NB : L’ordinateur, en sa conception même, avec ses portes logiques, ses codes (son langage : une forme d’espéranto), ses circuits intégrés et ses modules microscopiques, peut faire penser à un modèle réduit du monde, ou de l’humain. L’analogie avec le cerveau est aussi aisée, et le sera certainement davantage, avec le biomimétisme qui prend de plus en plus de place en recherche et développement. Il est une source inépuisable de métaphores. Ultra-tentaculaire, il occupe tous les espaces des domaines humains. Il peut représenter, au moins dans le champ de la poésie des arts visuels, tout ce qu’on veut. C’est l’outil total, extra-polyvalent, utilisé dans toutes les professions, en tout temps. Il nous accompagne de la naissance à la mort. Même un peu avant et un peu après.
L’atelier, lui, est un espace malléable, au service des projets, qui se transforme constamment. Lui aussi change à notre guise, et est tout ce qu’on veut, tout ce dont on a besoin qu’il soit. Une (trop) large part de mon travail est portée sur son aménagement. On le change au gré de ce qu’on doit y produire. Mais il ne s’y passe rien de systématique. La production, la réflexion et tout ce qui s’y déroule se font simultanément, ou pas, dans un désordre perpétuel. Même si la plupart du temps il grouille d’activités, il peut aussi être en jachère pour quelques semaines. En ce moment, ce sont surtout les machines de soustraction (CNC) qui prennent la place. Pour encore quelques mois, notre travail y sera presque autant robotisé que celui des machines qu’on met en marche.
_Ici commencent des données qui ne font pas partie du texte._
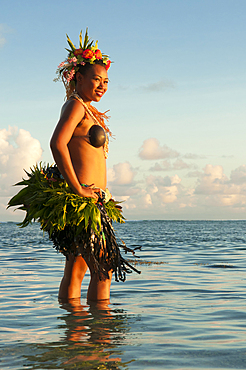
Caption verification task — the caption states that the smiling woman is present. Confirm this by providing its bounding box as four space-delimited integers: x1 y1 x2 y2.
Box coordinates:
50 30 141 300
9 31 141 301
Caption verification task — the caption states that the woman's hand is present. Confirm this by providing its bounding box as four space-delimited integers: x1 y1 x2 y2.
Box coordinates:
78 184 102 201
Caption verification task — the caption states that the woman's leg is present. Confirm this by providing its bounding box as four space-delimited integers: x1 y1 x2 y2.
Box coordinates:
87 270 112 301
59 254 88 298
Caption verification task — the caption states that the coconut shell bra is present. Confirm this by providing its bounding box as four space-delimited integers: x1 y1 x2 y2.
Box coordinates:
88 125 106 148
70 91 108 158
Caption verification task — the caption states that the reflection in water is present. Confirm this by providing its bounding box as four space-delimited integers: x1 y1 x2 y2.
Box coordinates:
24 299 129 370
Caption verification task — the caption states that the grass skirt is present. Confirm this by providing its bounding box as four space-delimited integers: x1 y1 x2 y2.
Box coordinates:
8 164 140 281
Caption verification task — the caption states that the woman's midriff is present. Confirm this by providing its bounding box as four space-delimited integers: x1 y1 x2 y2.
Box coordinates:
68 136 107 189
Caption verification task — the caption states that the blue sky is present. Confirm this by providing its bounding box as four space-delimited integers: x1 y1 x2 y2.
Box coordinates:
0 0 246 221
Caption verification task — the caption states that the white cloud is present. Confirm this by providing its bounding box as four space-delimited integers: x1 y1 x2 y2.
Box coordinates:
108 162 136 185
194 164 246 210
139 138 179 160
0 127 42 196
149 158 196 171
231 164 246 185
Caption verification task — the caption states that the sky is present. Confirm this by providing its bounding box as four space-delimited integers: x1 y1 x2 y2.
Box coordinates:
0 0 246 221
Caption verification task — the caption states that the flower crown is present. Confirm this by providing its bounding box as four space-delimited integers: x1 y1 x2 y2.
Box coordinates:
54 28 111 96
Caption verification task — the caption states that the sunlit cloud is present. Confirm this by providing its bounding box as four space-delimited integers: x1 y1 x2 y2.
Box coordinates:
0 126 42 196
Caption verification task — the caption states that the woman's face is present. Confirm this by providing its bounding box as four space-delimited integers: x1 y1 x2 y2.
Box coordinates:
76 64 108 103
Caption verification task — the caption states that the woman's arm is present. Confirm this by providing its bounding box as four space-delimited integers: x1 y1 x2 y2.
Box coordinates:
50 100 98 199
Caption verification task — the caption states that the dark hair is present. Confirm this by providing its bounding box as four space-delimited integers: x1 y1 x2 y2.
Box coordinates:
74 59 106 84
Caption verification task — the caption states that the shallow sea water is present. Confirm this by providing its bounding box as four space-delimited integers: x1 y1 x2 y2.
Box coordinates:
0 221 246 370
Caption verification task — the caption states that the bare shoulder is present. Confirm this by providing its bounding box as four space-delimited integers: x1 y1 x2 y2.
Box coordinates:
60 99 85 119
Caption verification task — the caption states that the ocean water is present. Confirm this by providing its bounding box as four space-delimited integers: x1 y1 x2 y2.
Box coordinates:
0 221 246 370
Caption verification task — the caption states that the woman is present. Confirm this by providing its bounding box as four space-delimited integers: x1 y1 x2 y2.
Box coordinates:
8 30 140 301
50 30 138 301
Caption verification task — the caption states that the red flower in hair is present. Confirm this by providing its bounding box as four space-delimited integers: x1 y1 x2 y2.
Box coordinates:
82 49 94 59
106 59 111 71
73 49 83 56
95 49 102 59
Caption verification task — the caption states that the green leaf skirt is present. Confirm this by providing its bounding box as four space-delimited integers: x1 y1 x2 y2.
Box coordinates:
8 163 140 281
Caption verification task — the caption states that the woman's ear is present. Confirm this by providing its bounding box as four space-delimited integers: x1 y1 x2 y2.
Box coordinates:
76 72 84 83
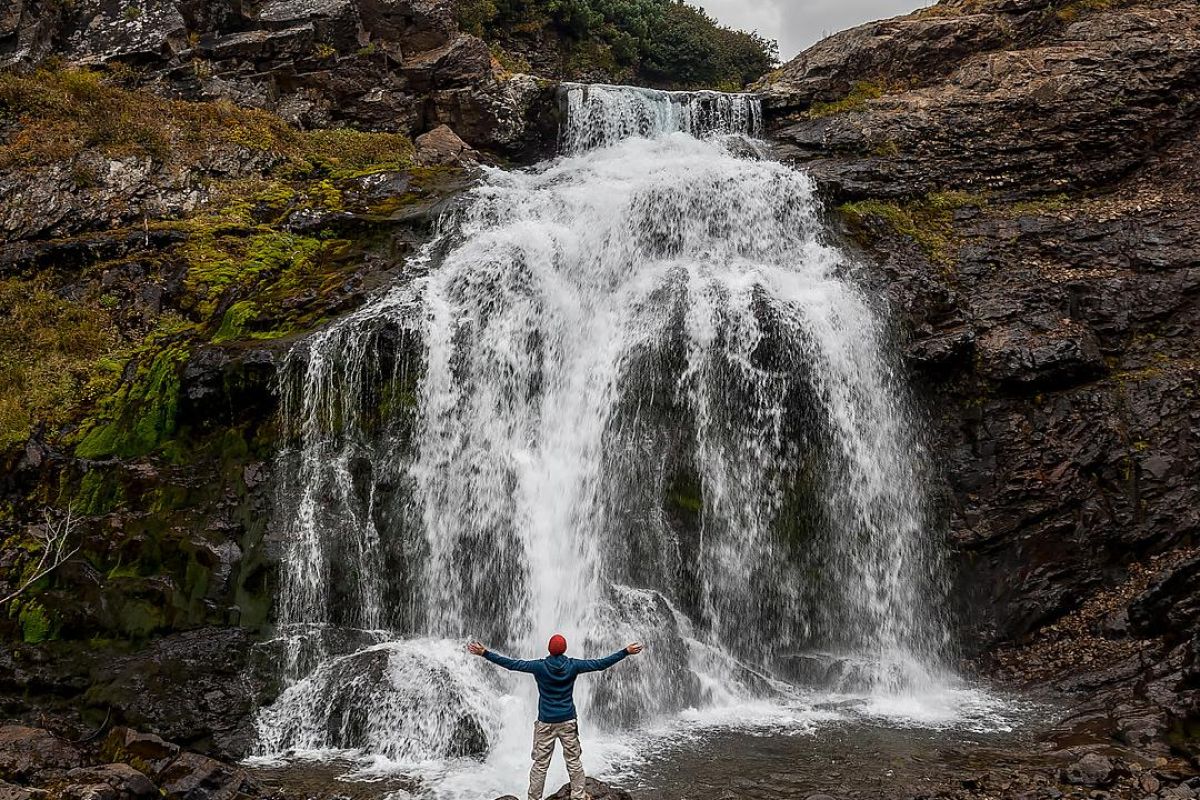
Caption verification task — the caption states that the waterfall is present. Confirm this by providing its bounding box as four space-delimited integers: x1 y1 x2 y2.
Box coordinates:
259 85 947 777
559 83 762 154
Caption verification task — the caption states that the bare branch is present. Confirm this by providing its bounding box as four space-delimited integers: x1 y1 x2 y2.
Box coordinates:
0 505 79 606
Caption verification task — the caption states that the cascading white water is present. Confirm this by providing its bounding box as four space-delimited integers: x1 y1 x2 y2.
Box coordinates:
259 81 946 786
560 84 762 154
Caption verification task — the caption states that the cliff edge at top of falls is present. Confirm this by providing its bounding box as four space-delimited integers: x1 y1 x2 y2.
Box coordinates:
758 0 1200 767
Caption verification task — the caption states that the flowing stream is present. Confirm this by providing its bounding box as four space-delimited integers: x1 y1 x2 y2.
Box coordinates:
250 85 1012 796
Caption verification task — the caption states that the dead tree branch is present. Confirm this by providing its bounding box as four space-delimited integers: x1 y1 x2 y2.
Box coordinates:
0 506 79 606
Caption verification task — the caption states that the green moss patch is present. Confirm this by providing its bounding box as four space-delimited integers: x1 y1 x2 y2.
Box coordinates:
76 347 187 458
838 192 988 269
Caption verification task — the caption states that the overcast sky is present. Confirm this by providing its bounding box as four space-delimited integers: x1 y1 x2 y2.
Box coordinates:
692 0 932 61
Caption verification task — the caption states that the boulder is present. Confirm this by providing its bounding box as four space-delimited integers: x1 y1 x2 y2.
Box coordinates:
61 764 158 800
158 753 258 800
0 781 41 800
0 726 83 783
1062 753 1117 787
415 125 476 167
101 727 179 775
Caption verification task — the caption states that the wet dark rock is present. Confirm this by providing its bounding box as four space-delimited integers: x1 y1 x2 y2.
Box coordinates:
181 347 281 427
158 753 258 800
766 1 1200 197
415 125 476 167
89 628 277 760
764 0 1200 762
0 0 553 155
101 727 179 775
0 726 83 783
546 777 632 800
1062 753 1117 787
62 764 158 800
0 781 37 800
1129 557 1200 636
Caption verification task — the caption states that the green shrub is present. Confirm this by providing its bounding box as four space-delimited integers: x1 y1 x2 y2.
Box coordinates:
468 0 778 89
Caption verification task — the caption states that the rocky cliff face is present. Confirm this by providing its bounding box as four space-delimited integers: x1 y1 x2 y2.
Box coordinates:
0 0 554 154
762 0 1200 767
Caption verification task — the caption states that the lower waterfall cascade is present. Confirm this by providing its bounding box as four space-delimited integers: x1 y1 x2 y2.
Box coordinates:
250 84 1003 794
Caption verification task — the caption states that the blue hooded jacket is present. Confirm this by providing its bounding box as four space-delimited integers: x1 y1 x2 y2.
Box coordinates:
484 650 629 722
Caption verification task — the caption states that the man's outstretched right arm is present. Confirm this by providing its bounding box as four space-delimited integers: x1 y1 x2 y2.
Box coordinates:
467 642 538 672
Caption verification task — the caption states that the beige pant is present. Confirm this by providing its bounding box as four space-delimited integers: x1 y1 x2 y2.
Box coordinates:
529 720 584 800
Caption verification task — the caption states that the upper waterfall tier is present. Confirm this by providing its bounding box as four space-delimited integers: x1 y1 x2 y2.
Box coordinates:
562 83 762 154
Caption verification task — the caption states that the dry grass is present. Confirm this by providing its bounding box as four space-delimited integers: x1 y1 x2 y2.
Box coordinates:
0 278 120 447
0 70 413 175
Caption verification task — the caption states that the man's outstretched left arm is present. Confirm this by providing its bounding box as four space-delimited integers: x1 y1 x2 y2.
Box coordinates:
575 642 642 672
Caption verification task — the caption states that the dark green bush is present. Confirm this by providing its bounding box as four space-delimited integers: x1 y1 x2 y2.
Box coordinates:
458 0 778 89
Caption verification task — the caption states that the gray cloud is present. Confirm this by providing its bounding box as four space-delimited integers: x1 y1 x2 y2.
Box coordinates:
691 0 931 61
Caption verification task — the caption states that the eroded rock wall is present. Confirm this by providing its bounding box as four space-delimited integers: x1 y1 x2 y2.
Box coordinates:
763 0 1200 762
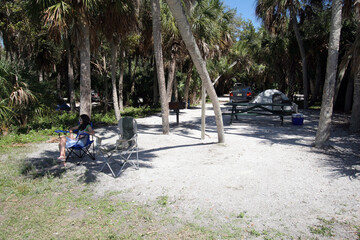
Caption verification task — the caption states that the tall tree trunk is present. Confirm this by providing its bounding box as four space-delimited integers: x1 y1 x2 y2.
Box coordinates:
151 0 169 134
38 69 44 82
290 8 309 109
130 54 139 105
166 53 176 102
334 56 352 105
184 62 193 108
153 65 159 106
312 53 322 101
315 0 342 148
119 46 125 111
350 71 360 132
111 40 121 121
344 78 354 113
102 54 109 113
65 36 76 112
166 0 225 143
56 73 62 100
79 10 91 118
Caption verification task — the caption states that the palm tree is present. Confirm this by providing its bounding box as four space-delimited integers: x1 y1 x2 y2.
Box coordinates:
350 1 360 132
151 0 169 134
315 0 342 148
32 0 99 116
166 0 225 143
255 0 309 108
98 0 137 121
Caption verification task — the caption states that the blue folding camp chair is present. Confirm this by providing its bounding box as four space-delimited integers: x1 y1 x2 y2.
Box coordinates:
97 117 139 177
55 130 95 163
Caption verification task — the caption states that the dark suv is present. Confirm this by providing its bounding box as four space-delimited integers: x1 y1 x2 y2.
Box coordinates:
230 83 252 102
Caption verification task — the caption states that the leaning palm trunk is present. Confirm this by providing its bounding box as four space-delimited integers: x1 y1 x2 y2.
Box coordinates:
315 0 342 147
166 0 225 143
151 0 169 134
350 72 360 132
111 40 121 121
166 53 176 102
290 9 309 109
184 63 193 108
119 47 125 111
65 37 76 112
79 10 91 117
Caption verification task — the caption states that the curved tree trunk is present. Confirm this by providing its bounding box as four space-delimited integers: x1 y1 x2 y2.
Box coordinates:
315 0 342 147
350 73 360 132
290 9 309 109
166 53 176 102
184 62 193 108
344 78 354 113
166 0 225 143
119 47 125 111
151 0 169 134
65 37 76 111
111 41 121 121
78 10 91 118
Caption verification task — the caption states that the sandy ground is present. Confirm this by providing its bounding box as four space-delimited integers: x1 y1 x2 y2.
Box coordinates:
29 100 360 239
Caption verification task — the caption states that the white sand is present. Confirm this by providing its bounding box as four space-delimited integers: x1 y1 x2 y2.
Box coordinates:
28 104 360 239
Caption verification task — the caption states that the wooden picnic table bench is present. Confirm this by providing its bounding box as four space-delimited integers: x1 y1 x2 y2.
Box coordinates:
222 102 294 125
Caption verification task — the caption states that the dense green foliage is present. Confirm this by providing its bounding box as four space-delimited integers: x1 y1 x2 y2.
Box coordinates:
0 0 358 135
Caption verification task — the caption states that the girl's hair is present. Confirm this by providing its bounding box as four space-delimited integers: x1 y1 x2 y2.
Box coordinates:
79 114 91 131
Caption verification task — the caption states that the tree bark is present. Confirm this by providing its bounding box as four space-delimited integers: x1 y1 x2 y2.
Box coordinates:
111 40 121 121
350 72 360 132
65 36 76 112
119 47 125 111
166 54 176 102
315 0 342 148
166 0 225 143
344 78 354 113
290 8 309 109
184 62 193 108
151 0 169 134
78 9 91 118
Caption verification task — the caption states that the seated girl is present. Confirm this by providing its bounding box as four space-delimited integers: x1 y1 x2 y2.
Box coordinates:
58 114 95 166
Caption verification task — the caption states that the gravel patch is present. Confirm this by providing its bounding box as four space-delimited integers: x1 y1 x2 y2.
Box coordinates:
29 104 360 239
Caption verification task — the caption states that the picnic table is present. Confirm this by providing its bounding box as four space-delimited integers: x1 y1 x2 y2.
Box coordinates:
222 102 294 125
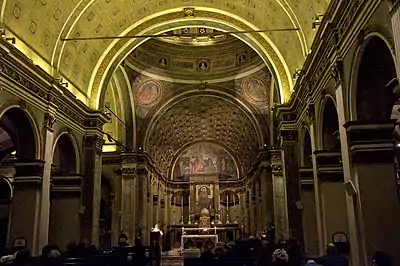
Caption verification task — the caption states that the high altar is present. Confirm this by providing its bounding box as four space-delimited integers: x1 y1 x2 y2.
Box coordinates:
171 174 241 250
188 175 221 224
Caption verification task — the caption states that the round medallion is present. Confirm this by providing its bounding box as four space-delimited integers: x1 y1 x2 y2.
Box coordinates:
136 80 161 105
242 77 268 103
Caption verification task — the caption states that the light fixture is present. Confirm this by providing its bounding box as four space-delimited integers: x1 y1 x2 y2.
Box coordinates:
312 14 324 30
6 37 15 44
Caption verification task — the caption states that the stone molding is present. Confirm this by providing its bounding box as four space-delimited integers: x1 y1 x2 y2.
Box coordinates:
0 39 105 135
276 0 374 128
13 160 45 179
51 175 83 196
344 120 396 164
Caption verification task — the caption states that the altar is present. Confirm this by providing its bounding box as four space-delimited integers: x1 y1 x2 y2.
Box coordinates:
169 174 243 250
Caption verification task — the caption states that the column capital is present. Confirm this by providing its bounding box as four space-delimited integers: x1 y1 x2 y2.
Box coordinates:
299 167 314 186
279 129 298 142
51 175 83 196
307 103 315 123
389 0 400 16
43 112 56 132
344 120 396 164
13 160 45 185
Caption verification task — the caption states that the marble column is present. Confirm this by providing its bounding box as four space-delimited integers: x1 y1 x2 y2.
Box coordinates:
255 176 264 231
10 112 56 255
164 188 171 230
344 121 400 265
136 168 150 245
270 149 289 239
121 167 137 244
49 175 82 249
9 160 44 255
82 134 104 246
260 166 273 230
146 176 156 236
314 151 349 249
308 105 326 255
336 85 365 266
389 0 400 77
299 167 319 254
249 180 257 235
245 189 253 236
280 130 303 241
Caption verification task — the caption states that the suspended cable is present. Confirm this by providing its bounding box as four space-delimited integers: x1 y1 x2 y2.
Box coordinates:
61 28 299 42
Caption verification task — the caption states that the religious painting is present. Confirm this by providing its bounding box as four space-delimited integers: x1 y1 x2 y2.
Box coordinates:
173 142 238 179
197 60 209 71
236 53 247 65
158 58 167 67
196 184 214 211
136 80 161 105
242 77 269 103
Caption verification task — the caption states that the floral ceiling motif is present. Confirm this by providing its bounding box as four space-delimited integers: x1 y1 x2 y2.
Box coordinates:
146 94 262 178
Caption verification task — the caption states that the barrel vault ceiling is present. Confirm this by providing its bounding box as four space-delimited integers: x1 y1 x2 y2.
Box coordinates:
0 0 328 107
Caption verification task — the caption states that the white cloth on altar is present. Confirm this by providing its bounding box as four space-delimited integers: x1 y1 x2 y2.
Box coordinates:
151 227 164 236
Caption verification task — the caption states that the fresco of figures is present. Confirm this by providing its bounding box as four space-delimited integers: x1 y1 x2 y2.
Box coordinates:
173 142 238 179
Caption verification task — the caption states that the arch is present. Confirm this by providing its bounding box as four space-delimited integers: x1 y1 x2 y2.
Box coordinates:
168 140 243 179
349 32 397 121
53 131 81 174
0 105 40 160
219 189 240 207
301 127 312 167
88 8 293 109
320 95 340 151
170 191 189 207
0 176 13 200
99 175 115 249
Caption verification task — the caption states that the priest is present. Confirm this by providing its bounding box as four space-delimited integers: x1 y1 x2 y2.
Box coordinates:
150 224 163 265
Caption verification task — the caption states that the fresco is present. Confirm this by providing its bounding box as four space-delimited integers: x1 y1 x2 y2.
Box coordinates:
242 77 269 103
136 80 161 105
173 142 238 179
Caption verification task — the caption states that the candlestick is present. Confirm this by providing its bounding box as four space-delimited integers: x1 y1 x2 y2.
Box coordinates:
181 194 185 224
226 193 229 224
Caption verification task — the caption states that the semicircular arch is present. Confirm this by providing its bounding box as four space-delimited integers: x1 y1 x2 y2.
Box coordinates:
347 31 396 121
168 139 243 179
88 9 293 108
143 90 264 178
52 131 81 174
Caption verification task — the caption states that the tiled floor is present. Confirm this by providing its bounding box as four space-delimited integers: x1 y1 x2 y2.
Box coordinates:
161 249 183 266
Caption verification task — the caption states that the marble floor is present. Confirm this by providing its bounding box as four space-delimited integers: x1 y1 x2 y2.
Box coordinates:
161 249 183 266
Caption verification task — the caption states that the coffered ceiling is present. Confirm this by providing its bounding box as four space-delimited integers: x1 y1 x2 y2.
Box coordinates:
0 0 327 107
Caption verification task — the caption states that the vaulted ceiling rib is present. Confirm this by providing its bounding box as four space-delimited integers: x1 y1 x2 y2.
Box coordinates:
2 0 327 106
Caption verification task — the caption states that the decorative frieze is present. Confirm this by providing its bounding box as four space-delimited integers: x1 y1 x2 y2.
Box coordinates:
83 135 104 151
344 120 396 164
43 113 56 130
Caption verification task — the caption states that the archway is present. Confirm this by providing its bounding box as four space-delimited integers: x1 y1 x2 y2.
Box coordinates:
53 134 77 175
99 176 115 250
0 107 36 160
0 107 37 247
302 129 312 167
219 190 241 225
355 37 396 122
49 133 81 248
322 97 340 151
0 176 12 250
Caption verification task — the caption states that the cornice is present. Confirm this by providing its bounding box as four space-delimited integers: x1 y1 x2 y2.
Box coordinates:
275 0 379 129
0 39 106 134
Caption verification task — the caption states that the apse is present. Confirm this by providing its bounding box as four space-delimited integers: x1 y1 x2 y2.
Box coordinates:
172 142 239 180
Il s’agit de terminer la fabrication de grandes cimaises, en bas-reliefs, pour deux projets d’art public.
Je ne peux pas m’étendre ici sur des cas particuliers, mais les choix des matériaux, les techniques qui vont de pair, tout est chaque fois choisi en fonction du cas qui se présente, de l’idée. Je n’ai pas de pratique préférée. Ce serait une erreur de m’attacher à une technique, à un média, ou à un matériau en particulier. Ce serait aborder le monde à rebrousse-poil. Mes tables de travail ressemblent plus à du mobilier de laboratoire qu’à ce qui doit se trouver dans un atelier d’artiste traditionnel (je ne suis certainement pas le seul à œuvrer de cette façon). Un nouveau projet amène souvent son lot d’essais-erreurs et l’essentiel de la production se fait dans le balbutiement, dans l’excitation de découverte qu’amène toute opération de recherche et développement. On ferme les yeux (enfin… pas tout à fait) et on fonce. Comme beaucoup d’artistes, je mets tout dans mon travail. C’est un tout-en-un total, autant en termes d’argent que de temps ou d’énergie. Tout y passe, littéralement.
JD : Qu’en est-il de ce qui est en cours dans l’atelier de Nicolas Baier ? Il y a sûrement des projets en production, d’autres en gestation. Y a-t-il de nouveaux objets de curiosité et d’investigation ? De nouveaux défis techniques, des questions qui ont émergé des Vases communicants ? À quoi faut-il s’attendre de ta part pour la suite des choses ?
NB : Je vais surtout continuer à montrer la liaison évidente, qui va de soi, entre l’humain et la machine. Cette relation est en pleine mutation, et elle fait maintenant partie intégrante des spéculations sur notre futur. Je suis stupéfait de constater à quel point notre éveil collectif, face à ces nouveaux soucis, ces nouvelles inquiétudes, est à mon avis subit et tardif. Il en va au minimum de notre sécurité cognitive. Comment se positionner face au tsunami que représente l’IA, avec toutes ses nouvelles fonctions, ses capacités redoutables et sa puissance de calcul inimaginable ? Ça fait longtemps qu’on aurait dû s’y arrêter. Faudra-t-il faire opposition, marquer un refus ? Je crois qu’il est déjà trop tard, et que la seule solution envisageable sera de s’asseoir sur l’épaule du géant.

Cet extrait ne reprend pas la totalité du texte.